O corpo no tempo. O tempo no corpo

A indústria de beleza, em especial a de produtos para pele, precisa dar mais atenção à sua comunicação com os jovens


Tente se lembrar da corrida do ovo... Lembra?

Aquela em que o desafio era chegar ao fim da corrida  sustentando uma colher contendo um ovo com a boca. Se vacilasse, o ovo se estourava no chão... Antes de a corrida acabar. Me ocorre que, metaforicamente, recebemos um ovo para vivermos aqui ? o nosso corpo. O desafio é manter o corpo ao máximo que pudermos durante a nossa jornada.

Eu cresci num tempo em que muito se falava de prevenção, de anti-idade, antienvelhecimento. Minha primeira linha de cuidados foi  Natura Chronos e eu tinha apenas 23 anos. Era assinante de diversas revistas e gostava muito de ler a respeito desse tema.

Entendi, desde aquele época, que a jornada pode ser muito longa (e de fato o tempo de vida médio aumentou bastante) e que pode ser cheia de altos e baixos. E quando estamos lá embaixo é que precisamos mais de estarmos com o corpo em dia.

Acredito que essa informação e entendimento foram muito bons. Pelo menos pra mim. Hoje estou com 48 anos e acho muito divertido associar a idade à minha pessoa.

O fato é que ainda tenho muito a viver, muito a experimentar, muito a resolver, sonhos a realizar, enfim, ainda estou na flor da idade.

Conversando com uma garota de 21 anos recentemente, (esta estava em aflição!!!) ela mencionou que não a ensinaram a pensar no futuro. Não lhe disseram como seria ser adulto. Ela aprendeu a viver o hoje...

Interessante... E preocupante também!

Existe toda uma geração que de fato só vive o hoje. Levam seus corpos ao extremo em uma noite. Se alimentam mal. Não se exercitam. E quase não dormem. São capazes de fazer loucuras para obter uma gratificação instantânea.
Com 25 anos, têm a aparência de 35. Levando-se em conta que hoje podemos viver até uns 90 anos, o "ovo" caírá bem antes...

Mas aonde quero chegar com todo esse discurso?

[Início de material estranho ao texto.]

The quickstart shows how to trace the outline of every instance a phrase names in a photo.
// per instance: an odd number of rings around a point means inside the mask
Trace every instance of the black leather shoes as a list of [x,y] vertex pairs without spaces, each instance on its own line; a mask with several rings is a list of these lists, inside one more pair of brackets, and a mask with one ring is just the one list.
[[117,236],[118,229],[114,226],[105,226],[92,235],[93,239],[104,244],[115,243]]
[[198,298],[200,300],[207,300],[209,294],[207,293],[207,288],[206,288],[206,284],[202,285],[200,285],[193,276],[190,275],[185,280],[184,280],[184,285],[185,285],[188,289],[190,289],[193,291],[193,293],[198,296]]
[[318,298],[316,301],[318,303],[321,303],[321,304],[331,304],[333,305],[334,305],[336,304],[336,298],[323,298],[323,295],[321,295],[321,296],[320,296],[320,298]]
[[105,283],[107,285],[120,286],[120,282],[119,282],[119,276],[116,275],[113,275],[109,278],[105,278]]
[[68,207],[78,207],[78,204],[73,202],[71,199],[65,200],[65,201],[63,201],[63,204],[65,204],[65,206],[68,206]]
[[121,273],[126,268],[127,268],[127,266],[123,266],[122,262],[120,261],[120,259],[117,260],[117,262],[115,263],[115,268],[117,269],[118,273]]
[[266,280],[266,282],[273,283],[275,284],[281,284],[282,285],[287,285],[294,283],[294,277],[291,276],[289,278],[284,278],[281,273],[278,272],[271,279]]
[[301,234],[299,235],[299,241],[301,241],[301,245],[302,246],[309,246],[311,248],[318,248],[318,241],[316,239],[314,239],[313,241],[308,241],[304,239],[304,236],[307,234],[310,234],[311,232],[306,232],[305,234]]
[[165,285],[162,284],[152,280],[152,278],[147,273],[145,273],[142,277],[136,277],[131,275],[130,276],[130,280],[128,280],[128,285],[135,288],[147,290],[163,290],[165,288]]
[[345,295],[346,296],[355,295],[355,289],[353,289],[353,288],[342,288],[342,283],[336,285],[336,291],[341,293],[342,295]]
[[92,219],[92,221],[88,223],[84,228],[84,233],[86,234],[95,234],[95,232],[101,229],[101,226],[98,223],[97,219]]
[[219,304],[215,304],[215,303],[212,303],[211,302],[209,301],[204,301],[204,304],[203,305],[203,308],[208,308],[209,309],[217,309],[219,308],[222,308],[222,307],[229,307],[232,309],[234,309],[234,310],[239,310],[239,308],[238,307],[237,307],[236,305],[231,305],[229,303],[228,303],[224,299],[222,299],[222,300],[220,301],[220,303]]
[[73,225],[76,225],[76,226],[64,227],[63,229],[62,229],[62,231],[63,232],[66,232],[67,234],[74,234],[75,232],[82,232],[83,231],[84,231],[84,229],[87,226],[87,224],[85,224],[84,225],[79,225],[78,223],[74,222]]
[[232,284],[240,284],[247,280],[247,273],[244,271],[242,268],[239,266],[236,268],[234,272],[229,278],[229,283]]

É que existe um tempo para o corpo - que é o tempo de vida de cada um, que ninguém sabe de antemão quanto é. E existe o tempo da jornada ? que é o tempo que corre fora de nós, o tempo do relógio. Aquele em que organizamos nossas metas e objetivos. Saber que o tempo do corpo é um só e depois é o fim e que o tempo da jornada é escamoteável, nos faz pensar a longo prazo. Cuidar, a longo prazo. Preservar. Afinal, se a jornada for desgastante, vai utilizar mais do tempo do corpo - ou seja, o tempo do corpo vai diminuir.

Quando atores relacionados ao mercado de beleza, publicações importantes inclusive, trazem a questão de que não devemos usar o termo antienvelhecimento, ou anti-idade, porque a sua aplicação traria consigo uma "promessa" que vai contra a natureza (de fato, envelhecer é um dado da natureza), é de se pensar qual o papel da indústria de cuidados com a pele, especialmente as que atuam no segmento facial ? que pesquisa, desenvolve e vende produtos cujo objetivo final é sim ajudar as pessoas a prevenir e minimizar o desgaste provocado pelo tempo.

Será que isso é não querer envelhecer? Ou é querer manter-se no seu melhor?

Será que é combater a idade? Ou buscar, apesar da idade, não aparentá-la?